I would rather do research in my basement and do it with integrity! “So some other dude is going to end up curing cancer before you all because you let your principles get in the way of the greater good?” Oof. If we all had principles like mine, wouldn’t THAT do something amazing for the greater good?
The Giant feels like he’d do whatever it took, sacrificing whatever position he had on an issue to take care of himself and his family. And I remember just being stunned… Like, imagining myself marrying someone like this and considering whether or not I could respect a man who would so quickly “sell-out”.
I’d rather eat ramen and live in a tiny apartment my whole life and die knowing that my legacy was standing up for something important, than die with “extra” money or extra things but without anybody really knowing what the fuck I believed in.

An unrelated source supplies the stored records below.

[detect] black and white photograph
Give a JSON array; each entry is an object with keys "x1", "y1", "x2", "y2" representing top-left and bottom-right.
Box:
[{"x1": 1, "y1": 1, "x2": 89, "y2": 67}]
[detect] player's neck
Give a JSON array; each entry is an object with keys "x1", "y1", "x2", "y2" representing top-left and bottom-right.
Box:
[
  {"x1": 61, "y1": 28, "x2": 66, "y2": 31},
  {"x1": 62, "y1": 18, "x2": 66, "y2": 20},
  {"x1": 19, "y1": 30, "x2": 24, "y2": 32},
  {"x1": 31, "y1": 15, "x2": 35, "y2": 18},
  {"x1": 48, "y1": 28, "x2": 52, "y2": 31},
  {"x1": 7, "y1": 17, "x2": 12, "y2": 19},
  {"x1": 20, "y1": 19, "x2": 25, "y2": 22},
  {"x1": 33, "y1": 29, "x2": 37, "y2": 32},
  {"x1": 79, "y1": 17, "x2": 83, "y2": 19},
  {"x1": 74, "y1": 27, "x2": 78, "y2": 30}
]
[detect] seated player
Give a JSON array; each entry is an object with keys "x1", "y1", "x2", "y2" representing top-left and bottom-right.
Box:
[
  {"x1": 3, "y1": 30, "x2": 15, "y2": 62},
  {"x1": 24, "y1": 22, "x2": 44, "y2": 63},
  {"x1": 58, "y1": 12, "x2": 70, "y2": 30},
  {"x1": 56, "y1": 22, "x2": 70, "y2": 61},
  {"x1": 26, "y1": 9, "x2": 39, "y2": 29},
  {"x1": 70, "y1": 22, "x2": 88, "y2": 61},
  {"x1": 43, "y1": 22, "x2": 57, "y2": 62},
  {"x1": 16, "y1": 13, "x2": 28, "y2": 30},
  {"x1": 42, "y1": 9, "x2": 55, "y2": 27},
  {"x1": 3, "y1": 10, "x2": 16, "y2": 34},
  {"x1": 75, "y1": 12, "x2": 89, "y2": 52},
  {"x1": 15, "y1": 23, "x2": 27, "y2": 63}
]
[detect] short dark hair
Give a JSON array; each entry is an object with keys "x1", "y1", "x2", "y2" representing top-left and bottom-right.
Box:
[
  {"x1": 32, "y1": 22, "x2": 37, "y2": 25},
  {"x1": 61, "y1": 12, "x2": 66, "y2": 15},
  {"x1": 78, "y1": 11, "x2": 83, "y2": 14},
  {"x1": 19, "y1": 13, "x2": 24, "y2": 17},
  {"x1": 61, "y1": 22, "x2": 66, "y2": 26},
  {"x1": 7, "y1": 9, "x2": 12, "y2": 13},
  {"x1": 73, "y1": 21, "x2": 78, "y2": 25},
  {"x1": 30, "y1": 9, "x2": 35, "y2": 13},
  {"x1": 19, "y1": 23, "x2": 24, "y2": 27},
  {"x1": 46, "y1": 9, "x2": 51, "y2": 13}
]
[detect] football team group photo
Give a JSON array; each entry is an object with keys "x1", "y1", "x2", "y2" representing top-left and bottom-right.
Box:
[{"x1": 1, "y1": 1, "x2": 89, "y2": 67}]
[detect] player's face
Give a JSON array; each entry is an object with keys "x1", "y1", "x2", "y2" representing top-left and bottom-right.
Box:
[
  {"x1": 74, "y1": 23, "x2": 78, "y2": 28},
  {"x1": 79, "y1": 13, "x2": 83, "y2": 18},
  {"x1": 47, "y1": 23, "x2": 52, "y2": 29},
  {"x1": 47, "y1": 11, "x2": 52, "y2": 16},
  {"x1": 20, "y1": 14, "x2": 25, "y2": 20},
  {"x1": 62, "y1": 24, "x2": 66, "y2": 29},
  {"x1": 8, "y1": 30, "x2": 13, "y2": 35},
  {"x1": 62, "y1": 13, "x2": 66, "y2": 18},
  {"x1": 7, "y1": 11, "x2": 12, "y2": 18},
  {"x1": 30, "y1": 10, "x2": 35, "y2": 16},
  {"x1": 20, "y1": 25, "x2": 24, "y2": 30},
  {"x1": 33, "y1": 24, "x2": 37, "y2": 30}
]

And then this week, I got an email from somebody about helping redesign a website and build a social presence for a politician. Apparently, the Chief of Staff for the Campaign office for Mr. Blah-de-Blah, republican candidate for Congress in Florida, has a mutual friend of mine on Facebook. I recall somebody posting on my wall and saying that they had a friend who needed some graphics work done and could they send them my email. But I don’t even remember WHO did that now.
I swear to God, I have the WORST memory for that kind of shit.
Well, turns out this new potential client was not just a republican, but the worst kind… Against gay marriage, aggressively pro-life, and ready to drill-baby-drill! (Among other things).
I just… I couldn’t do it. I mean, I probably turned away a $400-500 job here which is a lot of money, but I just felt… compromised. And not the kind of compromise that is good for you, but compromisED. How could I participate in an effort for someone that goes AGAINST my beliefs? If he was a Klansman, I would never support him and nobody would chastise me for it. But is active effort to block the progress of the LGBT population not just as bad as violent racism? Isn’t micromanaging a stranger’s uterus and ripping through our planet’s breastbone for black gold just as bad?!
Some people on my facebook status update today had a different opinion than me.
“Somebody’s going to do it. Social media is turning into a big business. All I’m saying is why not get some more professional experience under your belt and get paid for it. Hell, I don’t think a Democrat has ever offered me a project.”
“You aren’t running the campaign or anything! It would be good experience.”
And I don’t judge these people for having a different position than me, but it would EAT ME UP inside if somehow, by doing a job for someone I don’t support, I ended up delivering a blow — however small it may be — to the very things that I’m fighting for.
I remember one other situation that happened like this where I was once asked to print protest signs for a pro-life group with pictures of aborted babies and phrases like, “Don’t be a murderer!” I couldn’t do it. I just… I mean, imagining myself driving down the street with my son in the car and just la-de-dahing along the way and seeing protesters on the side of the street, polluting my son’s mind with, what I consider, to be poisonous information? And then imagining the sinking feeling in my stomach when I have to try to explain to my son why I disagree with the people holding the signs — unexplaining what my work might explain to someone…?
It’s all too much.
My friend Christine summed it up beautifully:
“There’s a lot I could overlook for the right price…but I could not actively promote a Republican candidate. Good for you!”